Embora o modelo estatístico seja fragilizado pela métrica descrita, cumpre ponderar que o imóvel avaliando é um ativo com elevadíssimo grau de singularidade (gleba litorânea de grande porte em Paraty, com extensas restrições ambientais de APP e Mata Atlântica). Em mercados com extrema escassez de dados de transações reais, as amostras são naturalmente heterogêneas e ruidosas, o que tende a achatar o R² ajustado.
Ademais, a amostra utilizada pelo perito contemplou, tanto quanto possível, imóveis com características semelhantes ao avaliando, localizados em municípios vizinhos (Paraty, Angra dos Reis e Ilha Grande), com áreas variando de 15.000m² a 337.500m², o que demonstra a adequação da metodologia empregada.
A pretensão das autoras de invalidar o laudo pericial com base em questões estatísticas que, embora identificadas pelo software, não comprometem a validade do trabalho técnico, não encontra amparo na legislação processual ou nas normas técnicas aplicáveis.
O Código de Processo Civil, ao tratar da valoração da prova pericial, estabelece:
"Art. 479. O juiz apreciará a prova pericial de acordo com o disposto no art. 371, indicando na sentença os motivos que o levaram a considerar ou a deixar de considerar as conclusões do laudo, levando em conta o método utilizado pelo perito."
Portanto, cabe ao magistrado, no momento da sentença, apreciar as conclusões do laudo pericial, considerando o método utilizado e a fundamentação apresentada.
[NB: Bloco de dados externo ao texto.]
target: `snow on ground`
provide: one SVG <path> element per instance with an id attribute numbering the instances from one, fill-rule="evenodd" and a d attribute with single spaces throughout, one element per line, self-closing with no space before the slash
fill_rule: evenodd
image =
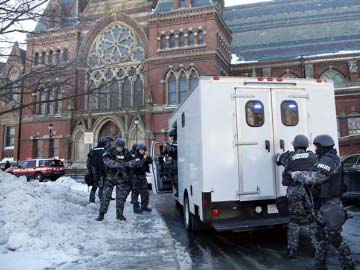
<path id="1" fill-rule="evenodd" d="M 27 182 L 0 171 L 0 270 L 178 269 L 174 242 L 156 210 L 103 222 L 87 187 L 68 177 Z"/>

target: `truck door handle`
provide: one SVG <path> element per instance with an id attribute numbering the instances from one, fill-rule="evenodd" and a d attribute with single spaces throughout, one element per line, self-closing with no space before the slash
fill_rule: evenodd
<path id="1" fill-rule="evenodd" d="M 285 141 L 284 140 L 280 140 L 280 149 L 282 149 L 283 152 L 285 152 Z"/>
<path id="2" fill-rule="evenodd" d="M 270 141 L 269 140 L 265 140 L 265 149 L 270 152 Z"/>

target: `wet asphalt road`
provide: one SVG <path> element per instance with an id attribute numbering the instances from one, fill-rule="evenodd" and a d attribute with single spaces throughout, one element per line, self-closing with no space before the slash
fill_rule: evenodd
<path id="1" fill-rule="evenodd" d="M 360 220 L 360 206 L 348 206 L 354 211 L 355 218 Z M 173 239 L 180 245 L 191 258 L 185 269 L 216 269 L 216 270 L 306 270 L 313 269 L 313 248 L 306 230 L 300 239 L 300 250 L 296 259 L 287 258 L 286 231 L 263 230 L 257 232 L 226 232 L 217 233 L 206 231 L 202 233 L 188 233 L 183 225 L 181 210 L 176 209 L 171 194 L 153 195 L 152 205 L 157 208 L 164 218 Z M 358 204 L 360 205 L 360 204 Z M 349 229 L 356 234 L 360 231 L 357 220 Z M 354 227 L 356 226 L 356 227 Z M 352 237 L 351 235 L 348 237 Z M 357 246 L 360 245 L 359 241 Z M 354 258 L 359 260 L 359 248 L 352 247 L 355 251 Z M 334 251 L 332 252 L 334 254 Z M 335 254 L 334 254 L 335 255 Z M 329 270 L 340 269 L 337 260 L 332 256 L 329 260 Z M 181 264 L 180 264 L 181 265 Z M 358 266 L 357 269 L 360 269 Z"/>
As questões estatísticas suscitadas pelas autoras, embora relevantes, não impedem a utilização do laudo como elemento de convicção do juízo.
Da necessidade de complementação do laudo pericial
Não obstante o afastamento das impugnações das autoras quanto aos aspectos metodológicos do laudo, subsiste a necessidade de complementação do trabalho pericial para resposta aos quesitos da União, conforme fundamentado no item 2.1 desta decisão.
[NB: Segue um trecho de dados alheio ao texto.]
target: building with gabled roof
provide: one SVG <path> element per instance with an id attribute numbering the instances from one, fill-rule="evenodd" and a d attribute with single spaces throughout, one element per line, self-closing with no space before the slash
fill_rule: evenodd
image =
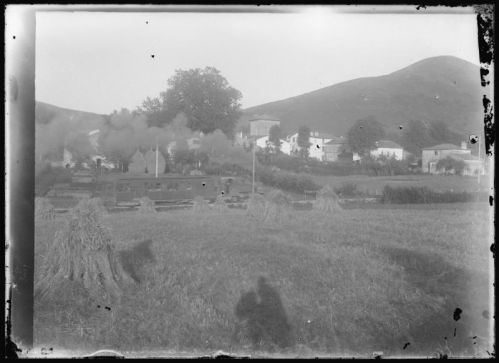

A resposta a esses quesitos é essencial para o julgamento da lide, porquanto a tese defensiva da União repousa exatamente na regularidade dos critérios de atualização aplicados pela SPU, com base na legislação especial de regência.
DISPOSITIVO
Ante o exposto:
a) ACOLHO o pedido da União Federal para determinar que o perito judicial responda, no prazo de 20 (vinte) dias, a todos os quesitos formulados no Evento 91, esclarecendo:
Se os percentuais de atualização aplicados pela SPU em cada exercício (2016 a 2025) correspondem aos índices oficiais de correção monetária indicados pela União;
Se houve, em algum dos exercícios analisados, efetiva reavaliação de mercado do valor do domínio pleno, ou se as atualizações se limitaram à aplicação de índices oficiais;
Qual a metodologia empregada pela SPU para a fixação do valor do domínio pleno no exercício de 2024, e se esta se coaduna com a legislação de regência.
b) REJEITO as impugnações das autoras quanto ao fator de depreciação, à multicolinearidade e ao coeficiente de determinação ajustado, pelos fundamentos expostos.
c) INDEFIRO, por ora, o pedido de levantamento dos honorários periciais, que ficará condicionado à apresentação do laudo complementar com a resposta integral aos quesitos da União.
Intime-se o perito judicial para cumprimento desta decisão.
Após a apresentação do laudo complementar, abram-se vistas às partes pelo prazo comum de 15 (quinze) dias, nos termos do art. 477, §1º, do CPC.
Tudo cumprido, venham os autos conclusos para sentença.